Privacy, masking and consent with FullStory

Because session replay can capture whatever appears on screen, privacy handling is central to any responsible FullStory deployment — and it is also a rich source of intelligence when you audit a site. By default FullStory masks input in many fields, but teams configure exactly what is recorded using the fs-exclude, fs-mask and fs-unmask CSS classes and the data-fs-* attributes, which block, mask or explicitly allow specific elements. If you inspect the DOM and see those classes around forms, payment fields or personal data, you are looking at a team that has thought carefully about what it captures — a genuine maturity signal. Conversely, a replay recorder firing on a checkout with no masking attributes anywhere is a privacy red flag worth noting, and a clear opening if you sell compliance or privacy-engineering services.

Consent gating matters just as much. In well-run deployments in the EU and UK, fs.js only loads after the visitor accepts analytics cookies through a consent-management platform, so you may need to accept cookies before the recorder appears at all. If you observe FullStory loading and streaming regardless of the visitor's consent choice in a strict jurisdiction, that is a finding in its own right — both a compliance risk for the site owner and a useful data point for anyone assessing how seriously the organisation takes data protection. Checking the order in which the consent banner, the CMP script and fs.js load tells you whether the deployment is compliant by design or merely bolted on.

A two-minute FullStory confirmation walkthrough

Open the site in a fresh browser tab with developer tools open on the Network panel, and accept cookies if a banner appears. Type fullstory into the request filter and reload: you are looking for edge.fullstory.com/s/fs.js. Switch to the Console and type FS — you should get the FullStory object back. Run FS.getCurrentSessionURL(); a returned URL is your conclusive proof, and it even links straight to the live recording of your own visit. Finally, open the Application panel, expand Cookies, and confirm the presence of fs_uid. With three independent signals gathered in under two minutes, you have not only confirmed FullStory but also learned the organisation ID (from _fs_org) and whether consent gating is in play — a far richer result than a simple yes/no, and exactly the kind of context that makes a sales or research conversation land.

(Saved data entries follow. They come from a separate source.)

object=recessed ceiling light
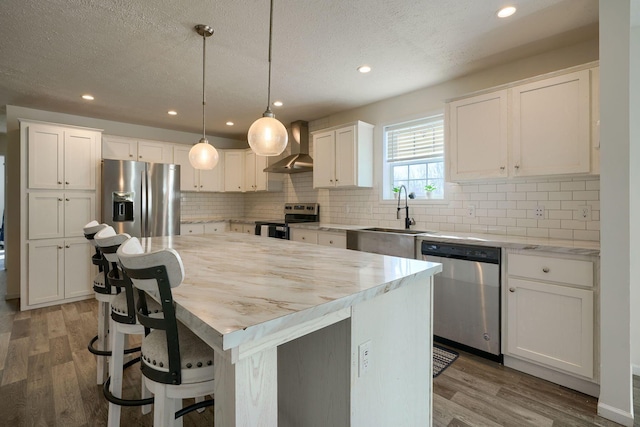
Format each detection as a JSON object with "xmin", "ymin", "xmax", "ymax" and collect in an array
[
  {"xmin": 272, "ymin": 101, "xmax": 283, "ymax": 107},
  {"xmin": 168, "ymin": 110, "xmax": 178, "ymax": 116},
  {"xmin": 82, "ymin": 94, "xmax": 94, "ymax": 100},
  {"xmin": 226, "ymin": 121, "xmax": 234, "ymax": 126},
  {"xmin": 357, "ymin": 65, "xmax": 371, "ymax": 74},
  {"xmin": 497, "ymin": 6, "xmax": 516, "ymax": 18}
]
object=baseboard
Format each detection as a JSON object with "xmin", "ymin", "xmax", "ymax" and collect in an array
[
  {"xmin": 503, "ymin": 355, "xmax": 599, "ymax": 397},
  {"xmin": 4, "ymin": 293, "xmax": 19, "ymax": 300},
  {"xmin": 597, "ymin": 402, "xmax": 634, "ymax": 427}
]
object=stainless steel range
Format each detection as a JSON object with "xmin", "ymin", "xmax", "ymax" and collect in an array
[{"xmin": 255, "ymin": 203, "xmax": 319, "ymax": 240}]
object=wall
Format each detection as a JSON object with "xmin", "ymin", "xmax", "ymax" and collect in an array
[
  {"xmin": 631, "ymin": 2, "xmax": 640, "ymax": 382},
  {"xmin": 181, "ymin": 192, "xmax": 245, "ymax": 220}
]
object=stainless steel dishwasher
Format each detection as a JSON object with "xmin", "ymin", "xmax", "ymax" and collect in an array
[{"xmin": 420, "ymin": 240, "xmax": 501, "ymax": 360}]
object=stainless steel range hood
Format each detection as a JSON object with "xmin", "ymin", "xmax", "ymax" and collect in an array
[{"xmin": 263, "ymin": 120, "xmax": 313, "ymax": 174}]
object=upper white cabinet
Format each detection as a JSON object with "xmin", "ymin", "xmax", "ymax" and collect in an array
[
  {"xmin": 448, "ymin": 91, "xmax": 508, "ymax": 180},
  {"xmin": 103, "ymin": 135, "xmax": 173, "ymax": 163},
  {"xmin": 447, "ymin": 67, "xmax": 596, "ymax": 181},
  {"xmin": 224, "ymin": 151, "xmax": 245, "ymax": 192},
  {"xmin": 511, "ymin": 70, "xmax": 590, "ymax": 176},
  {"xmin": 173, "ymin": 145, "xmax": 224, "ymax": 192},
  {"xmin": 244, "ymin": 149, "xmax": 283, "ymax": 192},
  {"xmin": 28, "ymin": 123, "xmax": 98, "ymax": 190},
  {"xmin": 312, "ymin": 121, "xmax": 374, "ymax": 189}
]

Detecting FullStory at scale

Checking one page is a quick console call. To find every site in a list that runs session replay — for CRO prospecting or competitive research — automate it. StackOptic detects FullStory and thousands of other technologies from a real browser, catching tag-manager and CDP-injected installs. See how to find out what analytics a website uses and the FullStory profile for more.

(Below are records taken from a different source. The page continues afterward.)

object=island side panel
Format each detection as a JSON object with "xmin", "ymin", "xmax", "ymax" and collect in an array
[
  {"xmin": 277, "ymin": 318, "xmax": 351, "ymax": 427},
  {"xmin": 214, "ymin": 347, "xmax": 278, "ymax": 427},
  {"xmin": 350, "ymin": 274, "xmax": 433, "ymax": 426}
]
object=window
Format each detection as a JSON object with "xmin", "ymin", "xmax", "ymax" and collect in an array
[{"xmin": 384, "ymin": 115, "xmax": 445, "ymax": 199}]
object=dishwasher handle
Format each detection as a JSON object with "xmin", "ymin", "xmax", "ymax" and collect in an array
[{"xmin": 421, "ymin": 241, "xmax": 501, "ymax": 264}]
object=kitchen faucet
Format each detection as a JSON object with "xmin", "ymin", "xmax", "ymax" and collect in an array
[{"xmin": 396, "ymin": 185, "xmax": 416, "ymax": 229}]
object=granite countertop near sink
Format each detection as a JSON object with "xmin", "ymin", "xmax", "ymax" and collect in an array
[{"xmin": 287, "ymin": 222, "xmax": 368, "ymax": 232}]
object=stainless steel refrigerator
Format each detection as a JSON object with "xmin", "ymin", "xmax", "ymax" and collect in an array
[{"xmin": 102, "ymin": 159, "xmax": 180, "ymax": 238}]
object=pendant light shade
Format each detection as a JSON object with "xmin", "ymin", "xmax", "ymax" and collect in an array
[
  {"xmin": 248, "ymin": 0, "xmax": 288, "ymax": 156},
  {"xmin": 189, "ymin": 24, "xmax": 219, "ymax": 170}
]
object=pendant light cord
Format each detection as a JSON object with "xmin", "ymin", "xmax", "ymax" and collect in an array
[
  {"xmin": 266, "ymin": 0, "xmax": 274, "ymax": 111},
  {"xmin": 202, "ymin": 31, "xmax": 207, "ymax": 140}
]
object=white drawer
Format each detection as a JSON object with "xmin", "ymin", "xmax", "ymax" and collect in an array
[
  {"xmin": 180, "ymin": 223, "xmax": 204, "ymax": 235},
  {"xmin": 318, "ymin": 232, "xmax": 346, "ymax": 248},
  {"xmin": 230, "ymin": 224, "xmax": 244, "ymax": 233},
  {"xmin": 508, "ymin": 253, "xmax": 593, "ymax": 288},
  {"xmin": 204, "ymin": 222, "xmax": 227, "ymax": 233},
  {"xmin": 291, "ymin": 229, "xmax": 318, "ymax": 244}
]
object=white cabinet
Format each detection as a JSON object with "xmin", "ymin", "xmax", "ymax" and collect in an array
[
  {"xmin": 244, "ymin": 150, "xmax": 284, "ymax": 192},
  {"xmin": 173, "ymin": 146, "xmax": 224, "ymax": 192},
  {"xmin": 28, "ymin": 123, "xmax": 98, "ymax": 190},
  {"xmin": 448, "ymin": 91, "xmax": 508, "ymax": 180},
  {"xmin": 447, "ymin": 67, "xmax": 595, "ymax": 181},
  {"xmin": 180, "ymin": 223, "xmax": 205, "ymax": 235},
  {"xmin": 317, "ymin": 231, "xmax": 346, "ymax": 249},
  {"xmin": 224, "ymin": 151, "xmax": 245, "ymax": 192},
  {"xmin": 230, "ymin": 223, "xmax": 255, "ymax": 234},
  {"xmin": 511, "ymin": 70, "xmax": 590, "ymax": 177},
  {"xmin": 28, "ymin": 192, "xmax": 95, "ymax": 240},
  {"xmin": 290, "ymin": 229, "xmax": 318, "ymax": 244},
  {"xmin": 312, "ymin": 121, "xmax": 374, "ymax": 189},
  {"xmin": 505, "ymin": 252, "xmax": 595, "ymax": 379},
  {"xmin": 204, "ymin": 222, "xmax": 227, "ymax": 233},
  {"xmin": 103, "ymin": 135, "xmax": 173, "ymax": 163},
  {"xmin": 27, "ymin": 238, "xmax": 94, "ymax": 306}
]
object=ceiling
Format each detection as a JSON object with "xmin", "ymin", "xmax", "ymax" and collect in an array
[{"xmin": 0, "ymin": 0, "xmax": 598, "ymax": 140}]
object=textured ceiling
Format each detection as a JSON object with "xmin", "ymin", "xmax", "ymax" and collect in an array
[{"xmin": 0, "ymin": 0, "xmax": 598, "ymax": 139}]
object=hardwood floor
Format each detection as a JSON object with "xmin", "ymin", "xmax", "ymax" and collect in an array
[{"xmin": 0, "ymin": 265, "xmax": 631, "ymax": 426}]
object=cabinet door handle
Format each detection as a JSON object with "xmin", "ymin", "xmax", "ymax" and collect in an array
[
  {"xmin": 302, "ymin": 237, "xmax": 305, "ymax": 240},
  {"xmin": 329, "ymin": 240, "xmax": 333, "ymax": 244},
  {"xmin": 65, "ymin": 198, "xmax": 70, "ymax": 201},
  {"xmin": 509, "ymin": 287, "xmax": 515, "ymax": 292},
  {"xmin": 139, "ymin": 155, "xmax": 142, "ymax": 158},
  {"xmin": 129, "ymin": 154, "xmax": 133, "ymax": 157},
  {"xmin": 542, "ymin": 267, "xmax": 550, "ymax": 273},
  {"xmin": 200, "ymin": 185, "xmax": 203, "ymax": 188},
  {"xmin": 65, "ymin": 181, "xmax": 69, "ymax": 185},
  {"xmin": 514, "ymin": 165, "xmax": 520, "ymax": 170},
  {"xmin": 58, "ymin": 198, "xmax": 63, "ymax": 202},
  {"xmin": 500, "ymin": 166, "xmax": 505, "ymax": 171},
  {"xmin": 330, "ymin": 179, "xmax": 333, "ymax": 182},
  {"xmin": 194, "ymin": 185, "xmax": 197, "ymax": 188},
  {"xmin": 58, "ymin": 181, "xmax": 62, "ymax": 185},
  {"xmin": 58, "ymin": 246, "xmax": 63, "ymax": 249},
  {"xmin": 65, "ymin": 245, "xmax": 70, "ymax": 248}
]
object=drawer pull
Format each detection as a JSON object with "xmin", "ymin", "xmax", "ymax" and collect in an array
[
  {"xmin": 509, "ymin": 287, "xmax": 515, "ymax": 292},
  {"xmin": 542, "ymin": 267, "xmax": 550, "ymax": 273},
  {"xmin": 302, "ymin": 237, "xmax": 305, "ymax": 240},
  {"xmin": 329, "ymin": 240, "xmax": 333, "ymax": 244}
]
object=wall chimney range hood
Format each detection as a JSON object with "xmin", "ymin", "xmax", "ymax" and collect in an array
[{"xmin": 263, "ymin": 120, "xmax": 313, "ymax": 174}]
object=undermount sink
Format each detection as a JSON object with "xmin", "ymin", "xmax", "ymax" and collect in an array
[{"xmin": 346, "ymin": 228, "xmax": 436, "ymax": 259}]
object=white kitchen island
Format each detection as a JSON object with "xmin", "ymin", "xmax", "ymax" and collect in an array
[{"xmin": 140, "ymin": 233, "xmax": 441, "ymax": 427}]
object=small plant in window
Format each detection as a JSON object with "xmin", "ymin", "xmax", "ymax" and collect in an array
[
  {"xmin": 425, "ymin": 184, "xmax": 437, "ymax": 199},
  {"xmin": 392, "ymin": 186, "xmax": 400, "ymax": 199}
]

Frequently asked questions

What is the fastest way to detect FullStory?

Open the Network tab, reload and filter for 'fullstory'. You will see the recorder script load from edge.fullstory.com/s/fs.js and session data stream to rs.fullstory.com. Either request confirms FullStory is capturing the session.

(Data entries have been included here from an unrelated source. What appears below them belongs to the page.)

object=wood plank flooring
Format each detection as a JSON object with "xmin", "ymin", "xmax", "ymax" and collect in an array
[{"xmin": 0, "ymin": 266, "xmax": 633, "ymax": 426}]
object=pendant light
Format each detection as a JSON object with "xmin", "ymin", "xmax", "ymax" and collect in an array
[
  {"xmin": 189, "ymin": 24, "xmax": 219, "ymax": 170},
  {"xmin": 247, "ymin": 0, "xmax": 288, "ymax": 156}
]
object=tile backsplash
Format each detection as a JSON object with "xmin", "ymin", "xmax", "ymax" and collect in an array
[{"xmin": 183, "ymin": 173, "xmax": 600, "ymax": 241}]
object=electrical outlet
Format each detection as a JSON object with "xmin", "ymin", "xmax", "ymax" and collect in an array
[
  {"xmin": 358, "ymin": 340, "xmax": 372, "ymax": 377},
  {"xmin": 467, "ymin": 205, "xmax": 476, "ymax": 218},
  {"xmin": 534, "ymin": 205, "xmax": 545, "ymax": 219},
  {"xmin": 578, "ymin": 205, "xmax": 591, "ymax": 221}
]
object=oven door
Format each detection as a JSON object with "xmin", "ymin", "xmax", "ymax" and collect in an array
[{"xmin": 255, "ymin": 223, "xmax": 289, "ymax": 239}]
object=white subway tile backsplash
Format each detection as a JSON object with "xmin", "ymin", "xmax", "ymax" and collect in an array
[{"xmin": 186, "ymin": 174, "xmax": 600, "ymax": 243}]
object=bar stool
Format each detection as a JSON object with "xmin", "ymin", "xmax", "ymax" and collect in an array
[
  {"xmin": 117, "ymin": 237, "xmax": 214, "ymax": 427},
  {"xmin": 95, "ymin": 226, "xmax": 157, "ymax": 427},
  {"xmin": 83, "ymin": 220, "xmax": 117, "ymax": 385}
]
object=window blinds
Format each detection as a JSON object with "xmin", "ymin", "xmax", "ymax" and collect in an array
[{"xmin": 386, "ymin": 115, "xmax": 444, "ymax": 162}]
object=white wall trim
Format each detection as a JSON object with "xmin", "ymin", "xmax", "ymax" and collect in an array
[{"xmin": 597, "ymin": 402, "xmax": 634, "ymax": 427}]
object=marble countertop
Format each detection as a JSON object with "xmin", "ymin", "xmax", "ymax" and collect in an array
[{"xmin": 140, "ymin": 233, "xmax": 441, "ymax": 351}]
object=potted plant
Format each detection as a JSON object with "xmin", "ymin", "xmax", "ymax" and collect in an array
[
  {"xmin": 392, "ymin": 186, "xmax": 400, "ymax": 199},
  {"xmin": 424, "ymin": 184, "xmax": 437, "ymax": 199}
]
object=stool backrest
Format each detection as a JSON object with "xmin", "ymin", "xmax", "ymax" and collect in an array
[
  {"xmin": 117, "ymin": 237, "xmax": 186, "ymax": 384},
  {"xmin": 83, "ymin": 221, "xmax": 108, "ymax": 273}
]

How do I confirm FullStory in the console?

Type FS and press Enter. A FullStory-enabled page returns an object exposing methods like FS.identify, FS.event and FS.getCurrentSessionURL. Running FS.getCurrentSessionURL() returns a link to the live recording, which is conclusive proof.

What is _fs_org?

_fs_org (set as window['_fs_org'] in the install snippet, with window['_fs_namespace'] usually 'FS') is the FullStory organisation identifier. Finding it in the page source or as a window property tells you which FullStory account is recording and confirms the tool is installed.

What cookies does FullStory set?

FullStory sets a fs_uid cookie that encodes the organisation ID and the user/session identity, and may set fs_lua for activity timing. Spotting the fs_uid cookie is a reliable secondary confirmation when you miss the network requests.

What does it mean if a site uses FullStory?

FullStory is a digital-experience analytics tool focused on session replay, funnels, and frustration signals such as rage clicks and dead clicks. Its presence indicates a team that invests in qualitative UX and conversion-rate optimisation, typically a product, design or growth function with budget for premium tooling.